Right off the bat I have to note this was meant to be an old-school reflection in the vein of the recent social media phenomenon of throwback Thursdays. Today is Friday. I kind of missed the boat on that one. That’s just how this week has been rolling. I recently discovered something in the blogosphere referred to as a daily prompt. You receive early on in the morning a phrase that you are supposed to write about. It can be any random topic. It is sort of like receiving a mission impossible suitcase. There is a bit of a grand thrill at being able to write about any topic on any given day. The other day, the daily prompt was Sweet Sixteen. Being that I had come across the prompt at 11pm, I missed the opportunity to write on said topic that day. Again, that’s how this week has been rolling. Despite missing that day’s writing opportunity, the phrase stayed with me running repeatedly in my head and so from my fingers I must let the sweet sixteen reflections drip down onto the keyboard.
The age of sixteen is a tumultuous time for any girl. It carries with it so much meaning and sets of responsibilities. For a Hispanic girl like myself from the South Bronx who was deeply ensconced in a private boarding school hundreds of miles away, turning sixteen was even more complicated.
In my neighborhood back in the Bronx, there was a new Hispanic group settling in. That of Dominicans. While I didn’t know much about the Dominican Republic, I “knew” this much about them: they loved Miami Vice fashion, they were boisterous and the girls celebrated something called a “Quinceañera”. It is something akin to a sweet sixteen but instead celebrates turning fifteen. I had no idea of the history of it but thought maybe it was related to the earlier menses onset you tend to see in Hispanic girls. Well, I didn’t think of it in such elegant terms. Either way, I knew I would not be having a quinceañera nor a sweet sixteen being that I was dirt poor and those shindigs can cost as much as a wedding. At that age, I already knew I would not be having a huge wedding (if one at all) when the time came. Thus for me, in the Bronx, holding a sweet sixteen meant holding a status of local privilege and being a little less broke than those around the neighborhood.

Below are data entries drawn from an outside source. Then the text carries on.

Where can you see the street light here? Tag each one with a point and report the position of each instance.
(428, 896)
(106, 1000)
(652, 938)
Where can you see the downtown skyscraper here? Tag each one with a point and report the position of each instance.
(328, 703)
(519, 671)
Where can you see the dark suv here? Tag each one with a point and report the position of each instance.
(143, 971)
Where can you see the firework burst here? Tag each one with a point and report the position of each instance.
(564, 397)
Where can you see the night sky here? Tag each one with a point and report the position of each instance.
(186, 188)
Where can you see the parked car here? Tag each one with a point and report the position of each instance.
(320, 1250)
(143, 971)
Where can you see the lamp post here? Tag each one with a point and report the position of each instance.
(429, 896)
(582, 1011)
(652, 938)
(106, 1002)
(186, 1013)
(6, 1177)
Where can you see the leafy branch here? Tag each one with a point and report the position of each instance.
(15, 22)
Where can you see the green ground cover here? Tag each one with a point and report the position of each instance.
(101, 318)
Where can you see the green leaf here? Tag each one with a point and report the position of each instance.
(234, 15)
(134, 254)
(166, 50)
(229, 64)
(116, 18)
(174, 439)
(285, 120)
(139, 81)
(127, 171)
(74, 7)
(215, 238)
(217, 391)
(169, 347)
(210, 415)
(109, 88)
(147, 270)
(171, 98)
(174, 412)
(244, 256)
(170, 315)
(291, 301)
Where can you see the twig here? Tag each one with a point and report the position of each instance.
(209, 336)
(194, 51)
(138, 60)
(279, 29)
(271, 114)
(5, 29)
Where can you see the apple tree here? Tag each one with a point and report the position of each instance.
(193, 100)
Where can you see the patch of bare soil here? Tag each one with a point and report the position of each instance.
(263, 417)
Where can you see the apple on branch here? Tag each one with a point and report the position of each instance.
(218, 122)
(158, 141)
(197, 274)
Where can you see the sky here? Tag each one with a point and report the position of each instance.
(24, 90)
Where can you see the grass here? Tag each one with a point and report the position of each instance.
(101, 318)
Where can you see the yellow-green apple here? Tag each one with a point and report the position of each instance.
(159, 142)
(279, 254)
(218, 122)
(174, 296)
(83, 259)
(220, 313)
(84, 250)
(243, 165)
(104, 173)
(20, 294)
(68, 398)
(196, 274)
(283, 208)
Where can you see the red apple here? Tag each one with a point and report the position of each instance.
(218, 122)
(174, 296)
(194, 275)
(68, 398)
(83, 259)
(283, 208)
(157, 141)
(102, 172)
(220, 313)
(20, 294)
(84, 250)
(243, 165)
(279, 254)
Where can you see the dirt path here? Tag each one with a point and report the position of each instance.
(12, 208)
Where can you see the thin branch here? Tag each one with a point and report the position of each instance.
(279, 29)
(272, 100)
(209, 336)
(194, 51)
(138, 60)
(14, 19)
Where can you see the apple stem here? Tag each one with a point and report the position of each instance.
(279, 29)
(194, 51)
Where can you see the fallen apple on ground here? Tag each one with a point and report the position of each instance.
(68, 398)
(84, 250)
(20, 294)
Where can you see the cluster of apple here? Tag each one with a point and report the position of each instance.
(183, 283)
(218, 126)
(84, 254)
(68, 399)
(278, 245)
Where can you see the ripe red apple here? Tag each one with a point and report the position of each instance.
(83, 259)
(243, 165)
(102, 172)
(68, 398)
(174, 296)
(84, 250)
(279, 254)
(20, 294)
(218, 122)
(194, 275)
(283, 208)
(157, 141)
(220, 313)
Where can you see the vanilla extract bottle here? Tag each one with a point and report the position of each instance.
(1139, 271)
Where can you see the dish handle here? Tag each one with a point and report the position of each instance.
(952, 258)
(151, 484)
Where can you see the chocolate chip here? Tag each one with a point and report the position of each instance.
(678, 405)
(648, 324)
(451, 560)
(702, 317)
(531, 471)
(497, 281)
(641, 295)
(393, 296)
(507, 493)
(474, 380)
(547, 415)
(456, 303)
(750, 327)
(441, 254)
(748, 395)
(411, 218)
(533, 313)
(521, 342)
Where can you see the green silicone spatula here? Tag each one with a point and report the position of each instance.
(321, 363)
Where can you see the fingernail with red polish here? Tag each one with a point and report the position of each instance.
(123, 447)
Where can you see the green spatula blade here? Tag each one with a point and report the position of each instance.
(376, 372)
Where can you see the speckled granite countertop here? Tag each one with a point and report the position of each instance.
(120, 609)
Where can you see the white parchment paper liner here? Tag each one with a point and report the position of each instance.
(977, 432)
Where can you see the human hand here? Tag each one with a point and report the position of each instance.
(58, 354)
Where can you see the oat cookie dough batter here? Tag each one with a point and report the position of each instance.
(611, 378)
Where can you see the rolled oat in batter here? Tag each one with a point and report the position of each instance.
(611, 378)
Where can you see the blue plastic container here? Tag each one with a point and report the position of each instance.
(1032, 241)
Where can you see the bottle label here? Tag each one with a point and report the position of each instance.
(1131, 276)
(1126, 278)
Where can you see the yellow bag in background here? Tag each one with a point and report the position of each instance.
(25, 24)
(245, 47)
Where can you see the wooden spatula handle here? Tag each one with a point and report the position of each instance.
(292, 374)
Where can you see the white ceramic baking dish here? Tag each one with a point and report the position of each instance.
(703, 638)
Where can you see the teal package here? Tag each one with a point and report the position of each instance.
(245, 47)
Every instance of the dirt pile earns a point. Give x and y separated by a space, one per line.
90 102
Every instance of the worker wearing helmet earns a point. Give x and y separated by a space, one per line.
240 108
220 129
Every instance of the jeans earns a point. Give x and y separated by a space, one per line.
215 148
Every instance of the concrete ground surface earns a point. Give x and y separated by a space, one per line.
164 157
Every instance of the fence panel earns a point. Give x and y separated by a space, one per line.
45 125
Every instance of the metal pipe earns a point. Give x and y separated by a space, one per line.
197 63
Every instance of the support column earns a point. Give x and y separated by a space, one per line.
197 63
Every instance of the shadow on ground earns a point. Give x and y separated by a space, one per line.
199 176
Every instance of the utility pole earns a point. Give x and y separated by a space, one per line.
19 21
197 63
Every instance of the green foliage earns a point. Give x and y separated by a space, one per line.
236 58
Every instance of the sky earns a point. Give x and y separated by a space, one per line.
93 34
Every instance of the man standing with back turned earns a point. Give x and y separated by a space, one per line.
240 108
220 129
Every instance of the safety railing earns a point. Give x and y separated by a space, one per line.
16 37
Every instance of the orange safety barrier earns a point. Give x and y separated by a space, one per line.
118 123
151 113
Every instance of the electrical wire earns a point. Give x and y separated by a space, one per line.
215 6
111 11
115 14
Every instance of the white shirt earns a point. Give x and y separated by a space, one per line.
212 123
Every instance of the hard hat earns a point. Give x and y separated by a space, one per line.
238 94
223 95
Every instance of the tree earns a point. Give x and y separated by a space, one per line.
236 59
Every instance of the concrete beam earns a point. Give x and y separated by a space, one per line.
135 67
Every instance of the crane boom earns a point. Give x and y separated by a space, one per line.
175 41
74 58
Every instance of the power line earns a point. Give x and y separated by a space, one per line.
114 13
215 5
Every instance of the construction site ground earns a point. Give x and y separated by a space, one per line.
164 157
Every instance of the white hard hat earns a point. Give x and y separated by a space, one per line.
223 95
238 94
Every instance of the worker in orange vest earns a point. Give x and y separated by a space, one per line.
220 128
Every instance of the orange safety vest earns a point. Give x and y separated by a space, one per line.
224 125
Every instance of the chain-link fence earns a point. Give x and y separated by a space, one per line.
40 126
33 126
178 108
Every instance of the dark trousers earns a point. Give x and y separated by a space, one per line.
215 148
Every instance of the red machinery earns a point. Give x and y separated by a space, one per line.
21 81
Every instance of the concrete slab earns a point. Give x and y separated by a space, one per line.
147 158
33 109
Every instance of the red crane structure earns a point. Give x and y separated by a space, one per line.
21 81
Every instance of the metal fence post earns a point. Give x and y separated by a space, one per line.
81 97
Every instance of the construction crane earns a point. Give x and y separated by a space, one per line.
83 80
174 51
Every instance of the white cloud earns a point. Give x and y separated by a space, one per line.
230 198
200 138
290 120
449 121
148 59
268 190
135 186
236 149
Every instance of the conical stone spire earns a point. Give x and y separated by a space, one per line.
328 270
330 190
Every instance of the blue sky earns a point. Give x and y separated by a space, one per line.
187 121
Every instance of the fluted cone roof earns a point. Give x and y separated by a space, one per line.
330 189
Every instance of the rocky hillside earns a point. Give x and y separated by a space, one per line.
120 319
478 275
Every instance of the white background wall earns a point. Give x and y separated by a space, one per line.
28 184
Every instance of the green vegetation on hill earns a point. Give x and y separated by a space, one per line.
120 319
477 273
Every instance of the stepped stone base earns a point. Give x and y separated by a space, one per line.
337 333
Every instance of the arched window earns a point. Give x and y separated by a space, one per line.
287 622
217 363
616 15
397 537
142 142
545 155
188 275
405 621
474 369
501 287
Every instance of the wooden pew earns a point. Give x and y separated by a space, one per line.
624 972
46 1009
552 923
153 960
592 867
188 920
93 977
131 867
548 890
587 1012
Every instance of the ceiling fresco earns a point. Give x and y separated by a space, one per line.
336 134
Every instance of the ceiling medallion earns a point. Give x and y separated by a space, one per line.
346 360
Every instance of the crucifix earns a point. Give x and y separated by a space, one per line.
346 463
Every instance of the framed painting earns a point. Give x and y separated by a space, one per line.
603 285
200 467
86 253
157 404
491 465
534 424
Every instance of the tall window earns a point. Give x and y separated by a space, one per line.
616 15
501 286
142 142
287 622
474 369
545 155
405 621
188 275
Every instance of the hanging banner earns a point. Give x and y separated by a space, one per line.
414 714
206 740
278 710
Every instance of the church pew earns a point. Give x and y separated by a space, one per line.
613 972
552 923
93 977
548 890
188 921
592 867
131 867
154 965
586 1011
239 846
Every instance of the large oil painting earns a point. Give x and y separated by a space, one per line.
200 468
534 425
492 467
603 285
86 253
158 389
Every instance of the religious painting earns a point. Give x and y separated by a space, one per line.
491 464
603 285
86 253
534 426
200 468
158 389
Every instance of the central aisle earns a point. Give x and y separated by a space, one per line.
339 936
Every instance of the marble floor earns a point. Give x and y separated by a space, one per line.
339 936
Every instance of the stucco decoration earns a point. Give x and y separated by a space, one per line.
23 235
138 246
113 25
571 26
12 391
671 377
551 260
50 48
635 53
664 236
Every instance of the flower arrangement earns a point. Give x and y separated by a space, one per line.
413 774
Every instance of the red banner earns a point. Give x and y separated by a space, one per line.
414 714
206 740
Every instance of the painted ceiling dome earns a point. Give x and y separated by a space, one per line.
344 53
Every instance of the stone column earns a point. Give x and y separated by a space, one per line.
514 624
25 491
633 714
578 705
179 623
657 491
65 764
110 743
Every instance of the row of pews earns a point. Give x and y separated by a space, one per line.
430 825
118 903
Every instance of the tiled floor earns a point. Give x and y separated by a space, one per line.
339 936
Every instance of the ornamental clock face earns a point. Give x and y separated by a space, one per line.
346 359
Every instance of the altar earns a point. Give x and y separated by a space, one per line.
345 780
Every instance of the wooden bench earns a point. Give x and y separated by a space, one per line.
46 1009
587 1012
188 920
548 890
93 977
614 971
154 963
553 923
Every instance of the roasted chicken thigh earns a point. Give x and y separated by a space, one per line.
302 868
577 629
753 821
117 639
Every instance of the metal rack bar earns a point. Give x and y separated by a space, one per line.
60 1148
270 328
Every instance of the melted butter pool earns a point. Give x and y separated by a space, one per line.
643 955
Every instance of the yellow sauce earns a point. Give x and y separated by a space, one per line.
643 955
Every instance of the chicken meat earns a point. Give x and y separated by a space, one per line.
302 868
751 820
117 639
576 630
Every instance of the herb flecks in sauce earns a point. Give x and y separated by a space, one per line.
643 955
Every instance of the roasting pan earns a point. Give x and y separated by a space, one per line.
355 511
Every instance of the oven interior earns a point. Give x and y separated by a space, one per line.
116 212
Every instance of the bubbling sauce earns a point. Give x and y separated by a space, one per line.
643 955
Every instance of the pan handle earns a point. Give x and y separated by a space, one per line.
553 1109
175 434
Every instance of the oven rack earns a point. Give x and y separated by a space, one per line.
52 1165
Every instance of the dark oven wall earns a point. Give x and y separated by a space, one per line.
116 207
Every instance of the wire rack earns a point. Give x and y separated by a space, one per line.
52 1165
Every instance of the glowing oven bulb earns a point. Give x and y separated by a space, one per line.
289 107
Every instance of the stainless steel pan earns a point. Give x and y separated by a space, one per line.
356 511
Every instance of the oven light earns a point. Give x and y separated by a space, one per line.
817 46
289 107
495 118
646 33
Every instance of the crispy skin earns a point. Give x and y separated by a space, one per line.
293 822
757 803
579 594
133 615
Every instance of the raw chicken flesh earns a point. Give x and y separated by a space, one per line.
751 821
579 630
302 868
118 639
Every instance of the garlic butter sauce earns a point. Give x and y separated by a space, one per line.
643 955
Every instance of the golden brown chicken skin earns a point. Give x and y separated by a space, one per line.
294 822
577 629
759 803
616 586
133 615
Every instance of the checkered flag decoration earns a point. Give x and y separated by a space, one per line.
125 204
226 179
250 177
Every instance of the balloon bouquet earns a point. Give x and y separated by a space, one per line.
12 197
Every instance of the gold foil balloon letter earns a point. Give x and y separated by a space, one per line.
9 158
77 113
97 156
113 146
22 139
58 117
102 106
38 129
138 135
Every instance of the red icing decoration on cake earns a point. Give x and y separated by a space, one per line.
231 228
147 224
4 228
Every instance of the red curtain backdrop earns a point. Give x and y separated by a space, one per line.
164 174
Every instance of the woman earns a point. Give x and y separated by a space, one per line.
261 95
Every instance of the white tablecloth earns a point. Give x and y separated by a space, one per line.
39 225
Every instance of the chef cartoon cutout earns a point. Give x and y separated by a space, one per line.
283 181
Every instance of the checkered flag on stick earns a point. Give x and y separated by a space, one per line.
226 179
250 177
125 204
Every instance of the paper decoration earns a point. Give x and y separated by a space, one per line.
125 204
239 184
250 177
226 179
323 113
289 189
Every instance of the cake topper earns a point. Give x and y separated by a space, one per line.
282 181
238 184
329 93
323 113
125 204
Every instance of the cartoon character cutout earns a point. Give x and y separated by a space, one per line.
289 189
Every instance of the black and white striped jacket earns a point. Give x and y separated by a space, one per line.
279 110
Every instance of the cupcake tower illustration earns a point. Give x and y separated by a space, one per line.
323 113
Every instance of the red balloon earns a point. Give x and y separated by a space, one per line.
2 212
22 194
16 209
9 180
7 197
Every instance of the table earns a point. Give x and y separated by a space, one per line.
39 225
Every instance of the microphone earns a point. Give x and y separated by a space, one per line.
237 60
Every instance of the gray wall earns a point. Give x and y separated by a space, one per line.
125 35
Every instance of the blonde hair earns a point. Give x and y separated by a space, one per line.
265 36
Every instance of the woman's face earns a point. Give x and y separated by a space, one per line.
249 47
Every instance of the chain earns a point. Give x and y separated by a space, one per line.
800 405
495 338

Ironically enough, while I was at boarding school, I don’t recall anyone having a sweet sixteen celebration. In the place where elites, old and new money alike, went to study there was no sweet sixteen party. Thus, everything I know about said celebrations I learned from television or the movie Sixteen Candles. John Hughes really provided me with grand insight into the lives of my fellow teens. Well, not so much the South Bronx ones but the overall American teenage landscape.
When I turned sixteen, I was at school seemingly far, far away from home. I had just found out that I would be spending my senior year of high school in Barcelona, Spain. I was excited and I was scared wondering what I had gotten myself into. I was getting ready psychologically to embark on the grandest adventure of my life to that point. I was truly going to be far away from my family. Because of my family’s poverty there was no way that they would be able to come and see me while there. I was really going to be on my own. I was taking another step towards being a cultural broker, ambassador of sorts. I was about to learn who I truly was and how resilient I could be and would have to be. I was going to get an acute sense of what it meant to be an “other” and how it felt to be reminded of it every day and waking moment. I was about to be a Hispanic woman in Europe singing and relating to Sting’s “Englishman in New York“. The day I turned sixteen, I didn’t really celebrate it. I had exams to prepare for and take. I was getting all my school year aboard papers readied. My family was in the midst of moving out of the Bronx and I would never return to live there. That day, I got a cupcake, a goofy musical birthday card from my mother and a family phone call late in the day in which they all sang off-key. It was low-key and what I needed at the time.
My sweet sixteen was the calm before the storm.